Les notes que j’ai envoyées de Chine au Figaro vont être réunies en un volume qui sera publié à Paris avant mon retour, sans qu’il me soit possible d’y revoir. Je suis donc un peu inquiet de ce que pourra être un tel recueil, qui contiendra sans doute maintes redites; mais je vous demande cependant de vouloir bien en accepter la dédicace, comme un hommage du profond et affectueux respect de votre premier aide de camp.
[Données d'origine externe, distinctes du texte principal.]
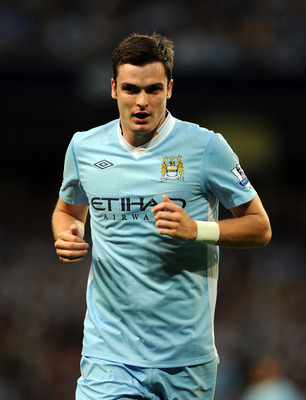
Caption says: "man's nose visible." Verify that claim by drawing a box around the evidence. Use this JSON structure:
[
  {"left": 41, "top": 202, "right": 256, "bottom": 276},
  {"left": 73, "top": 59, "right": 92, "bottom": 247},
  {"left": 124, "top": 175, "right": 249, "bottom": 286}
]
[{"left": 137, "top": 91, "right": 148, "bottom": 109}]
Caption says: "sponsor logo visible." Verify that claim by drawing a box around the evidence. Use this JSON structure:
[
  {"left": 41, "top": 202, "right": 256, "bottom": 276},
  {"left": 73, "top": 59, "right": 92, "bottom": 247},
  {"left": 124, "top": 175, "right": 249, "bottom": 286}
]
[
  {"left": 94, "top": 160, "right": 114, "bottom": 169},
  {"left": 161, "top": 156, "right": 184, "bottom": 181},
  {"left": 91, "top": 197, "right": 186, "bottom": 212},
  {"left": 232, "top": 164, "right": 251, "bottom": 189}
]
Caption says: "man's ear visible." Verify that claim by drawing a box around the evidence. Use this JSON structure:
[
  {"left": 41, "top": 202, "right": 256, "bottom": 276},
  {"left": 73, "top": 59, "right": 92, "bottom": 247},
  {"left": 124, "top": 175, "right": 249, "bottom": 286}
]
[
  {"left": 167, "top": 79, "right": 173, "bottom": 100},
  {"left": 111, "top": 78, "right": 117, "bottom": 99}
]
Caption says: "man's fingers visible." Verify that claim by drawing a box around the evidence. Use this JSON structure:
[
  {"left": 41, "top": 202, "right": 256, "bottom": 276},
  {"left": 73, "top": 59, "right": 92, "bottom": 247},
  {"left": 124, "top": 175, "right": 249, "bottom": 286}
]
[{"left": 70, "top": 224, "right": 82, "bottom": 238}]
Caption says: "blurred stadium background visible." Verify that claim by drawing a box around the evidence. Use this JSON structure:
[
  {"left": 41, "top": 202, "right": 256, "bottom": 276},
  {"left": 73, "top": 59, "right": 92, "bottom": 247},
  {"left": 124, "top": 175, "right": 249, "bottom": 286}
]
[{"left": 0, "top": 0, "right": 306, "bottom": 400}]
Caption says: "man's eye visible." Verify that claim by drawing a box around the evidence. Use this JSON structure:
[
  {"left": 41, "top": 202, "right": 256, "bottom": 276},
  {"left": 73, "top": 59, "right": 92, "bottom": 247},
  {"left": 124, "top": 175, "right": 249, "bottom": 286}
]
[
  {"left": 123, "top": 86, "right": 138, "bottom": 94},
  {"left": 146, "top": 86, "right": 160, "bottom": 94}
]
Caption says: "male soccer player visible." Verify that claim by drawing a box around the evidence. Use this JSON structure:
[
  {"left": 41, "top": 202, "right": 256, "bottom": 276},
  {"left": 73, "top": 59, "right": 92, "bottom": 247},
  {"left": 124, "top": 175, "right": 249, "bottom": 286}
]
[{"left": 52, "top": 34, "right": 271, "bottom": 400}]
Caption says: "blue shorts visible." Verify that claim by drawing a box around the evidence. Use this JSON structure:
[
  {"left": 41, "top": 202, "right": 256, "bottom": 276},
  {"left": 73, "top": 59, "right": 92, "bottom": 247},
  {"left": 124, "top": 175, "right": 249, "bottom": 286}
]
[{"left": 76, "top": 357, "right": 218, "bottom": 400}]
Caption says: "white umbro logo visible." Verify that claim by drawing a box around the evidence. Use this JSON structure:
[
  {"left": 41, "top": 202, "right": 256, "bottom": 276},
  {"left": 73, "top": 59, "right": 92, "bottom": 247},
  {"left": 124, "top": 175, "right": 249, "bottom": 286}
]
[{"left": 94, "top": 160, "right": 114, "bottom": 169}]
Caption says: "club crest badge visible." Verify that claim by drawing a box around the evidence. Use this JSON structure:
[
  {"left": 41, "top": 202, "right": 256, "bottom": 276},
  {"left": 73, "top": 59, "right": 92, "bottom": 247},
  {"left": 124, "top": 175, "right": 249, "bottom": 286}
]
[
  {"left": 161, "top": 156, "right": 184, "bottom": 181},
  {"left": 232, "top": 164, "right": 251, "bottom": 188}
]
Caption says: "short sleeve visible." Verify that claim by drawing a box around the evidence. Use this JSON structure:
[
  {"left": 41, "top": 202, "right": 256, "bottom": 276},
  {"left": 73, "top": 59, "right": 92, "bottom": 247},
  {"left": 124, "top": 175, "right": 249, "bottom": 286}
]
[
  {"left": 59, "top": 138, "right": 88, "bottom": 205},
  {"left": 203, "top": 134, "right": 256, "bottom": 209}
]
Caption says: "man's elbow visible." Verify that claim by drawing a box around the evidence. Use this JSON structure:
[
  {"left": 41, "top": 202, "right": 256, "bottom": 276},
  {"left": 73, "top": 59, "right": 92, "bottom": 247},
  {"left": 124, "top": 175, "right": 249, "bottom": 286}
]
[{"left": 258, "top": 219, "right": 272, "bottom": 247}]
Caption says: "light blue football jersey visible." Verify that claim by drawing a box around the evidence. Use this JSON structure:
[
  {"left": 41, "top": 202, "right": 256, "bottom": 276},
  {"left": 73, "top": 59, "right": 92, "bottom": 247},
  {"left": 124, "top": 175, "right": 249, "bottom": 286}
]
[{"left": 60, "top": 113, "right": 256, "bottom": 368}]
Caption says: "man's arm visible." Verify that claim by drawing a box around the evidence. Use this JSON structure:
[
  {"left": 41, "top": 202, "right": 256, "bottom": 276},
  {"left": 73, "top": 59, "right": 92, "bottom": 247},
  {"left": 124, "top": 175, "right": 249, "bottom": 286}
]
[
  {"left": 52, "top": 198, "right": 89, "bottom": 263},
  {"left": 152, "top": 195, "right": 271, "bottom": 248}
]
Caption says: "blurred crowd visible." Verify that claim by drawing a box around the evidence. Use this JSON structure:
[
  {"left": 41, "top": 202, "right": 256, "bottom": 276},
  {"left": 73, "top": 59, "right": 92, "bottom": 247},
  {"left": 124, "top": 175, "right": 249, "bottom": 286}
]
[
  {"left": 0, "top": 0, "right": 306, "bottom": 74},
  {"left": 0, "top": 0, "right": 306, "bottom": 400}
]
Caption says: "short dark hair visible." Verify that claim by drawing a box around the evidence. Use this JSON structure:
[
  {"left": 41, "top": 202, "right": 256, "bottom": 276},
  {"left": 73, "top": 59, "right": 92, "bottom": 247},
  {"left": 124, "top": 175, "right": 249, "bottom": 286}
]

Vous serez d’ailleurs indulgent à ce livre plus que personne, parce que vous savez dans quelles conditions il a été écrit, au jour le jour, pendant notre pénible campagne, au milieu de l’agitation continuelle de notre vie de bord.

Je me suis borné à noter les choses qui ont passé directement sous mes yeux au cours des missions que vous m’avez données et d’un voyage que vous m’avez permis de faire dans une certaine Chine jusqu’ici à peu près inconnue.

Quand nous sommes arrivés dans la mer Jaune, Pékin était pris et les batailles finissaient; je n’ai donc pu observer nos soldats que pendant la période de l’occupation pacifique; là, partout, je les ai vus bons et presque fraternels envers les plus humbles Chinois. Puisse mon livre contribuer pour sa petite part à détruire d’indignes légendes éditées contre eux!…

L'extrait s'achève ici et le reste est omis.